# Difference between revisions of "2017 AIME II Problems/Problem 15"

## Problem

Tetrahedron $ABCD$ has $AD=BC=28$, $AC=BD=44$, and $AB=CD=52$. For any point $X$ in space, suppose $f(X)=AX+BX+CX+DX$. The least possible value of $f(X)$ can be expressed as $m\sqrt{n}$, where $m$ and $n$ are positive integers, and $n$ is not divisible by the square of any prime.
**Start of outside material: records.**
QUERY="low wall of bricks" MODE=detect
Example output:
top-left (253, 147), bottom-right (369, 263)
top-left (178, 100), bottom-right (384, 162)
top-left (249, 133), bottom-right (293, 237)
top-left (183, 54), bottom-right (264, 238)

Find $m+n$.

## Solutions

### Solution 1

Let $M$ and $N$ be midpoints of $\overline{AB}$ and $\overline{CD}$. The given conditions imply that $\triangle ABD\cong\triangle BAC$ and $\triangle CDA\cong\triangle DCB$, and therefore $MC=MD$ and $NA=NB$. It follows that $M$ and $N$ both lie on the common perpendicular bisector of $\overline{AB}$ and $\overline{CD}$, and thus line $MN$ is that common perpendicular bisector. Points $B$ and $C$ are symmetric to $A$ and $D$ with respect to line $MN$. If $X$ is a point in space and $X'$ is the point symmetric to $X$ with respect to line $MN$, then $BX=AX'$ and $CX=DX'$, so $f(X) = AX+AX'+DX+DX'$.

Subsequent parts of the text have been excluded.